Als Einzelner machtlos?
 
Es gibt Dinge und Zustände, bei denen die Meisten achselzuckend sagen: "Da kann man nichts machen. Das ist halt so." Und vielleicht fügen sie noch hinzu: "Klar ist das nicht gut, aber als Einzelner bist Du machtlos."  Und dann wenden sie sich Erfreulicherem zu, etwa Brot und Spielen, oder einer künstlichen Scheinwelt.
Menschlich ist dieser Vorgang verständlich und bis zu einem gewissen Grade auch gesund. Die Kräfte für eine unlösbare Aufgabe verschwenden, sich ohnmächtig fühlen, oder ständig an etwas Negatives denken, tut nicht gut.
Andererseits bleibt im Unterbewussten sozusagen ein Stachel stecken: "Da ist etwas, wie es nicht sein sollte. Da ist etwas, was mir nicht gefällt. Das sollte man eigentlich anpacken und ändern." Auch das ist nicht gut und gesund.

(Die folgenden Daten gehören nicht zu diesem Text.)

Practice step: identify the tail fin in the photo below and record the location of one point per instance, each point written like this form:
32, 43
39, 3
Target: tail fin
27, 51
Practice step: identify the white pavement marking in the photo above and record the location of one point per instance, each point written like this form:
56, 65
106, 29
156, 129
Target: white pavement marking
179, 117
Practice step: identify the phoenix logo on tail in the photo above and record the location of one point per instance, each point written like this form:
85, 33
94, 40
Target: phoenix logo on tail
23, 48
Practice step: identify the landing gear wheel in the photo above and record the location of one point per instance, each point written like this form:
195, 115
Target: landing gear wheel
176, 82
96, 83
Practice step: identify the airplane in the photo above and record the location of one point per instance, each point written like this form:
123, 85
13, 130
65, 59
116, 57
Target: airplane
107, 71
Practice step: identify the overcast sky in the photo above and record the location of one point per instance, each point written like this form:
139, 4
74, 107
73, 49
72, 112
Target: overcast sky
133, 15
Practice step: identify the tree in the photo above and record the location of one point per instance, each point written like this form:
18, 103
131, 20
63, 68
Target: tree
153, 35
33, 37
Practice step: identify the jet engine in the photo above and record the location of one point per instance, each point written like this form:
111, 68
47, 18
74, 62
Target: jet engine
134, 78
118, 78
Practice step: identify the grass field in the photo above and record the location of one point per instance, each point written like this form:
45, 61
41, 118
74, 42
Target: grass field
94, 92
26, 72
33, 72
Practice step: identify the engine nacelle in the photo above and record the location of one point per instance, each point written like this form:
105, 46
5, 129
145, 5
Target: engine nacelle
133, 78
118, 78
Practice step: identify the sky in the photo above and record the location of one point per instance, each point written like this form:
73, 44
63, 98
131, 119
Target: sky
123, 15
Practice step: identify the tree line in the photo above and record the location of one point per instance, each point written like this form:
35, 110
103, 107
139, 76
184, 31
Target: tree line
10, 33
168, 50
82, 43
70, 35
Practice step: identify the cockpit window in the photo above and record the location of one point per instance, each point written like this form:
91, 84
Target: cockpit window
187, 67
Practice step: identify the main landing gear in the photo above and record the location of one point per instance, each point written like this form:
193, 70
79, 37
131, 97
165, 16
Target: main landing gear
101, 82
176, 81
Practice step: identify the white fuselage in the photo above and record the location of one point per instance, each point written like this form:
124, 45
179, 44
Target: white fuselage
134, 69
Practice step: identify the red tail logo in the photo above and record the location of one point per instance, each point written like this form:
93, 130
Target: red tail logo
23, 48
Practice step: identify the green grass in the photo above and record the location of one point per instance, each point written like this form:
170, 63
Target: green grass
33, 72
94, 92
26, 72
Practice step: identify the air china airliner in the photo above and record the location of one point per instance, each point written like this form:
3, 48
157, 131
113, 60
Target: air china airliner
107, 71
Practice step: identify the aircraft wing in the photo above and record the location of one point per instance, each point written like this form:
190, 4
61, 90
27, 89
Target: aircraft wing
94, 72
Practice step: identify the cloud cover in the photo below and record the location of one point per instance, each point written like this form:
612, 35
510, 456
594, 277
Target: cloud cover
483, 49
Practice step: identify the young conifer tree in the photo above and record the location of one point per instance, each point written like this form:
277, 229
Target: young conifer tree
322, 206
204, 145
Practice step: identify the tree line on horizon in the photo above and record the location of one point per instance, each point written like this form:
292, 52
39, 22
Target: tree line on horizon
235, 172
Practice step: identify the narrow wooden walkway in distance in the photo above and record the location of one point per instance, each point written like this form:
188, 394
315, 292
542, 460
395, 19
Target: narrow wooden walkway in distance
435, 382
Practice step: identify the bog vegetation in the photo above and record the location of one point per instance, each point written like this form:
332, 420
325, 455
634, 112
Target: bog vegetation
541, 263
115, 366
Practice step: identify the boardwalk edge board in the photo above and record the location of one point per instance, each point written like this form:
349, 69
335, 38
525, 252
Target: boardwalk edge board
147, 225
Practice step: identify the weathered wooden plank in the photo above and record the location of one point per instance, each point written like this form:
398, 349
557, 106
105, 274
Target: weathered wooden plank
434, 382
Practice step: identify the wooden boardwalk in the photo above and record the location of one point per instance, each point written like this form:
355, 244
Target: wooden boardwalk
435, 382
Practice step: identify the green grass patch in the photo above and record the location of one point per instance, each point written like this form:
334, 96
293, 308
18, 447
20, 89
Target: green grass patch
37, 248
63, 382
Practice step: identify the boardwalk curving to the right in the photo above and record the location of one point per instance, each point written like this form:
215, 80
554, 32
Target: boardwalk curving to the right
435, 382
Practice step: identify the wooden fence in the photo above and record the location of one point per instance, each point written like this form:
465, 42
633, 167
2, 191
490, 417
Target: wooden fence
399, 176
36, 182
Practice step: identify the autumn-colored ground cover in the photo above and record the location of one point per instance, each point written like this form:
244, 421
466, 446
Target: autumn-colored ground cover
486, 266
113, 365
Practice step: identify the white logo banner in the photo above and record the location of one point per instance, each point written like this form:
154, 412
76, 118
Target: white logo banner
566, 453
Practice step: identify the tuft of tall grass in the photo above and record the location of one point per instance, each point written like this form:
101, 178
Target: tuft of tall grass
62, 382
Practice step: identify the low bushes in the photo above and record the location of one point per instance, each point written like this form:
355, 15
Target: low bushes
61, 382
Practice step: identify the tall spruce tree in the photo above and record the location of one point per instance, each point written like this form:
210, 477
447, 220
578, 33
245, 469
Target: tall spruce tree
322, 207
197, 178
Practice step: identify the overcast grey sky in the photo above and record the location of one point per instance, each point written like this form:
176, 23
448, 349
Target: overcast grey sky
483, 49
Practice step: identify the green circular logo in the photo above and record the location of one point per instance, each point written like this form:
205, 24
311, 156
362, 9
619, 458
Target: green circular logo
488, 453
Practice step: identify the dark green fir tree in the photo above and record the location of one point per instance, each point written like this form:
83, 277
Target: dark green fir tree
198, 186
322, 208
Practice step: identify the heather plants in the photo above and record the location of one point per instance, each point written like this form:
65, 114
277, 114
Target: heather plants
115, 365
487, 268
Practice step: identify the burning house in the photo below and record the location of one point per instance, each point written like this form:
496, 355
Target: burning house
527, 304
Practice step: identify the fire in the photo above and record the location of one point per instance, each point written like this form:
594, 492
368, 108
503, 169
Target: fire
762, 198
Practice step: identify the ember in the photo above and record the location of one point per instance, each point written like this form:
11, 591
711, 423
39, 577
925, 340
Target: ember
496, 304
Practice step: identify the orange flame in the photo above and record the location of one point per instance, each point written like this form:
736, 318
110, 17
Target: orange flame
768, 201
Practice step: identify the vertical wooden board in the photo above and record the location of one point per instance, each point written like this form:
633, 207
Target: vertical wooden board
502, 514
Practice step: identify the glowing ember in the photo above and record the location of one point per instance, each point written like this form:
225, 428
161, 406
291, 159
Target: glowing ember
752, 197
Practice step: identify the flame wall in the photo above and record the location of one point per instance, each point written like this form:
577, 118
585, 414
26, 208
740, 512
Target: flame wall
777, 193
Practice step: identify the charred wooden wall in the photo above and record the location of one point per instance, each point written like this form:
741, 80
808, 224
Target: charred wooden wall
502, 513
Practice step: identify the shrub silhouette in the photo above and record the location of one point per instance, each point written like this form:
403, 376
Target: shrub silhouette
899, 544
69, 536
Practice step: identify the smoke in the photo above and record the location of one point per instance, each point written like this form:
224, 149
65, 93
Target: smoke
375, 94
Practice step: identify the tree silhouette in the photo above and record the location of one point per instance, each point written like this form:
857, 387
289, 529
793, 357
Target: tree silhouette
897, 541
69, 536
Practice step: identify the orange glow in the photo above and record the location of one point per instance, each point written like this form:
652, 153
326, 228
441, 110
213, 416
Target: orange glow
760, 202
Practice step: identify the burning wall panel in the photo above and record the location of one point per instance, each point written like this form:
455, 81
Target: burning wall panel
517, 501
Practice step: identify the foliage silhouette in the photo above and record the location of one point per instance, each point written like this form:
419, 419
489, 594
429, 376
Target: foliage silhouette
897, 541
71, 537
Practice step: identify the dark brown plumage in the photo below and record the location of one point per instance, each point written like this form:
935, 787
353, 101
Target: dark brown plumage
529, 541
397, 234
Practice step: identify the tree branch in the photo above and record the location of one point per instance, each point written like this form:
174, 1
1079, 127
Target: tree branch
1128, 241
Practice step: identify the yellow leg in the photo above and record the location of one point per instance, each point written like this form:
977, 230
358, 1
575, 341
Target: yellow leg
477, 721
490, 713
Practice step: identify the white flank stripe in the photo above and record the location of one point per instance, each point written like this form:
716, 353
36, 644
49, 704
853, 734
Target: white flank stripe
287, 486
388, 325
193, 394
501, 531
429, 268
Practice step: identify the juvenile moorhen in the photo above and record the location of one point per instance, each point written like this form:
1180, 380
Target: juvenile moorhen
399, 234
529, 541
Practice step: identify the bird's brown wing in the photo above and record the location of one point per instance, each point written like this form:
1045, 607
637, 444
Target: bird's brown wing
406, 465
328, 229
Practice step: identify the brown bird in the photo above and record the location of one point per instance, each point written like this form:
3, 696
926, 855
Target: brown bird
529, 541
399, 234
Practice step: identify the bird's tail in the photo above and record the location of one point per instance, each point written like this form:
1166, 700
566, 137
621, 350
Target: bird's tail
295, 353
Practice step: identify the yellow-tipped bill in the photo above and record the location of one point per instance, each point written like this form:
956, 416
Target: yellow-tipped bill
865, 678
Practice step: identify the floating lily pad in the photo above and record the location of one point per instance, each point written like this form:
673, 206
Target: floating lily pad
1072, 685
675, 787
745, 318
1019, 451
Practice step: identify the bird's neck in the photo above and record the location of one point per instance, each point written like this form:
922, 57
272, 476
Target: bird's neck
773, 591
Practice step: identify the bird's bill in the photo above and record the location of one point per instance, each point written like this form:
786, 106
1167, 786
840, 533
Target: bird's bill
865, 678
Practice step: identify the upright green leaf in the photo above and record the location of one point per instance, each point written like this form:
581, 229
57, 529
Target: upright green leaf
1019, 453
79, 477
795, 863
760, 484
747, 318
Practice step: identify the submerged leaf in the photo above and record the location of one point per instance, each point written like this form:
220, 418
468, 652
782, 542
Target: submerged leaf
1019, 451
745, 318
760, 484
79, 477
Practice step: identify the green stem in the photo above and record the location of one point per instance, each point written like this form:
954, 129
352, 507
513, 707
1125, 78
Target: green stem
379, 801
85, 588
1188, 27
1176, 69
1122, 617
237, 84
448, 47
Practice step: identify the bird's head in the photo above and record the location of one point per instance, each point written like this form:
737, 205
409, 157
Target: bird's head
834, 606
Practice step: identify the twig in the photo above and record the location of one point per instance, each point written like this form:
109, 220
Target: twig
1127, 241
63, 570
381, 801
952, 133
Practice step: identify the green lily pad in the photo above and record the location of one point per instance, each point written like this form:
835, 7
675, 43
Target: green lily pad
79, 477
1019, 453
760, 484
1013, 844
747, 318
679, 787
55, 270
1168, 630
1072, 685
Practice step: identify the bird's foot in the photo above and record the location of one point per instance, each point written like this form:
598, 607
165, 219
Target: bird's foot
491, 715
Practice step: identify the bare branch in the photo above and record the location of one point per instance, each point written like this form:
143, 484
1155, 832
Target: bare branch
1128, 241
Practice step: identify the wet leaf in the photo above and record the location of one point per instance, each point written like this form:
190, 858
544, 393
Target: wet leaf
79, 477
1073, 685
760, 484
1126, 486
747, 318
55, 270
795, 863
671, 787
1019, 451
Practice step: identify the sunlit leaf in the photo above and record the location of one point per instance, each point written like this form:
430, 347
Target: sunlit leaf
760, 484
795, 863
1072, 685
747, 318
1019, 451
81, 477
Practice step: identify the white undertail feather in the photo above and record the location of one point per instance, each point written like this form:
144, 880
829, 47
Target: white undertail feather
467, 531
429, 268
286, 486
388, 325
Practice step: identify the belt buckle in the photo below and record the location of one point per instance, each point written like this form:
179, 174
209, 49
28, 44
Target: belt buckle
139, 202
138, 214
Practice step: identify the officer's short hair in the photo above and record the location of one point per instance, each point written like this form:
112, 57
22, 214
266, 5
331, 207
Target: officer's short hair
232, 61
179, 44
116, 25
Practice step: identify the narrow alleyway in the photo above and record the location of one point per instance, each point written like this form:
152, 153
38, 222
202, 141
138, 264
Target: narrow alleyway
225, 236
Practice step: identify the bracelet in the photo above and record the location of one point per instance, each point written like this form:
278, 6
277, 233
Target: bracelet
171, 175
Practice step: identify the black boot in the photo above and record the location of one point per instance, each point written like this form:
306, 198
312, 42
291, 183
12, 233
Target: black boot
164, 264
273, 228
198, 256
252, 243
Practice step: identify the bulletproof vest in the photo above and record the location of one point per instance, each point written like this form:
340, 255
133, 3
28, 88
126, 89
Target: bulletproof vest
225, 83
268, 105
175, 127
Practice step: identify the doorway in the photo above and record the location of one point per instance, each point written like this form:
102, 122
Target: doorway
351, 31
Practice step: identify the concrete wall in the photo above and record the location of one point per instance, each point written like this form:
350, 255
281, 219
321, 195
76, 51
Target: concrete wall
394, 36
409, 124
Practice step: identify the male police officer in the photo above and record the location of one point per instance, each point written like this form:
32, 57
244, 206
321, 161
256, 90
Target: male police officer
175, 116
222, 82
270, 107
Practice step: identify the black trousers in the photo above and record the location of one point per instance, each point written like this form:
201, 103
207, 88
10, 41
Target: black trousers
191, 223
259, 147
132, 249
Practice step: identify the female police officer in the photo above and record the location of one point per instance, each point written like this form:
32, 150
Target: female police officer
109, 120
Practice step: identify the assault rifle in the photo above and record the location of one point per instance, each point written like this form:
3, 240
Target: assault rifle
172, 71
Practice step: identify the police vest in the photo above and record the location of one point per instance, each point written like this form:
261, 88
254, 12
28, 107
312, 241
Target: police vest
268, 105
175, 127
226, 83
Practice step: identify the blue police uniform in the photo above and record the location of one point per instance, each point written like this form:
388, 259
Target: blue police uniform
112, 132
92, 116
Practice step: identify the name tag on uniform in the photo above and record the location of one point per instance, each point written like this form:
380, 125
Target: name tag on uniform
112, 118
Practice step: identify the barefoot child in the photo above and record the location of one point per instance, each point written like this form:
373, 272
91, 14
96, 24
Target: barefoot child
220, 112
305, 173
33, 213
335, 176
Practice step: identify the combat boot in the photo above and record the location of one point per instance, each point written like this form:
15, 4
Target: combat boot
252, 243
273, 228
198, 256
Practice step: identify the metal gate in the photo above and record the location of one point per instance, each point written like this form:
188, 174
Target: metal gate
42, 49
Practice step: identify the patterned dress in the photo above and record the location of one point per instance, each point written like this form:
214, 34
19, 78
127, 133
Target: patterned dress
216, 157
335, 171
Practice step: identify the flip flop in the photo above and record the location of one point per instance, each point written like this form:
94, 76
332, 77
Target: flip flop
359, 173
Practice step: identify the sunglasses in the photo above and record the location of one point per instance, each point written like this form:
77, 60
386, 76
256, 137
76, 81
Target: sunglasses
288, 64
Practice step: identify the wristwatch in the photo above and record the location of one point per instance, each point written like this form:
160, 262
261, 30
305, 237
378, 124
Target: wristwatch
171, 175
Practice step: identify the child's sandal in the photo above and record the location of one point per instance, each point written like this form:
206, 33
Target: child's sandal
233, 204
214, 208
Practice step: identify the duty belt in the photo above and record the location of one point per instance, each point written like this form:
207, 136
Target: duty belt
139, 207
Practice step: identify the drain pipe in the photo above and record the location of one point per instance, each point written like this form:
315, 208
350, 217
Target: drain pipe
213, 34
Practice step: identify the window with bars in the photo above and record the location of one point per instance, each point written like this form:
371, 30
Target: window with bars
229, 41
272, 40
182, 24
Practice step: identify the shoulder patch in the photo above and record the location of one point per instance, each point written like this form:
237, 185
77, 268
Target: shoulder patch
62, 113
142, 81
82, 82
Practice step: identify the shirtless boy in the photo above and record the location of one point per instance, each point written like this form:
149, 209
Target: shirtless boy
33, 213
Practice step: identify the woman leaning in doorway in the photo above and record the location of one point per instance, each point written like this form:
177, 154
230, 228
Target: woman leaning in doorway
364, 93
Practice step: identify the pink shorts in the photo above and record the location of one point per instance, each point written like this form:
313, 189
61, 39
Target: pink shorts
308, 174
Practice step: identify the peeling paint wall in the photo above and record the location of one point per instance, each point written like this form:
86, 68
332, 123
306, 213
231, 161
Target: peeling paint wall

Wie mit diesem Zwiespalt umgehen? Es gibt einige Strategien mit unterschiedlichen Folgen:
  1. 1.    Man ändert seine Einstellung und versucht fest daran zu glauben, dass es gut sei, wie es ist. Damit fällt der Druck etwas zu ändern weg. Kurz, man stellt sich dümmer, als man eigentlich ist. Aber ob das Unterbewusstsein mitspielt? Und ob sich die Zustände nicht mal gegen einen selbst richten? Es ist tröstlich zu glauben, der Herrgott werde schon wissen, was er tut, auch, wenn man es nicht verstehe, weil man eben nicht über seine Weisheit verfüge. Aber was wäre, wenn der Schöpfer es gar nicht so gemeint hat? Wenn er meinte, dass wer ein Hirn besitzt, das auch benutzen soll? Wie soll man wissen, was man tun soll? Das Gleiche gilt für die Obrigkeit, den Chef, die Gemeinde, das Land, den Bund, die Weltgemeinschaft: Wie soll man erkennen, ob sie es gut mit einem meinen und was sie dafür von einem verlangen? Wie viele überzeugte Deutsche wurden umgebracht, weil unter ihren Vorfahren - für die sie ja nun nichts konnten - Juden waren?
  2. 2.    Man versucht das Problem zu verdrängen und zu leugnen. "Davon versteh ich nichts. Das wird schon seine Richtigkeit haben. Das haben Klügere als ich entschieden." Woher weiß man das? Seit wann werden die Intelligenzquotienten von Chefs und Politikern veröffentlicht? Und wer kennt den eigenen? Und bedeutet intelligent sein, auch menschlich anständig und auf das Gemeinwohl bedacht zu sein? Doch sicherlich nicht zwingend. Diese Haltung ist wiederum gefährlich. Einmal wegen des eigenen Unterbewusstseins, das vielleicht nicht mitspielt. Zum Anderen, weil ja der Eichmann-Prozess (Eichmann hatte im 3. Reich einen großen Teil der Vernichtung der Juden organisiert) gezeigt hat zu welchen Verbrechen jemand fähig ist, der blind der Obrigkeit vertraut und von sich selbst und seiner Unschuld überzeugt sagt: "Ich habe nur meine Pflicht getan." Dass sich eine derartige Haltung gegenüber Mächtigen zunächst mal auszahlen kann, ist unbestritten, aber Hexenprozesse, französische Revolution, Maos Kulturrevolution und andere gut dokumentierte Ereignisse zeigen, dass man in Zeiten des Umbruchs sehr rasch auf der falschen Seite landen kann und dann um sein Leben fürchten muss.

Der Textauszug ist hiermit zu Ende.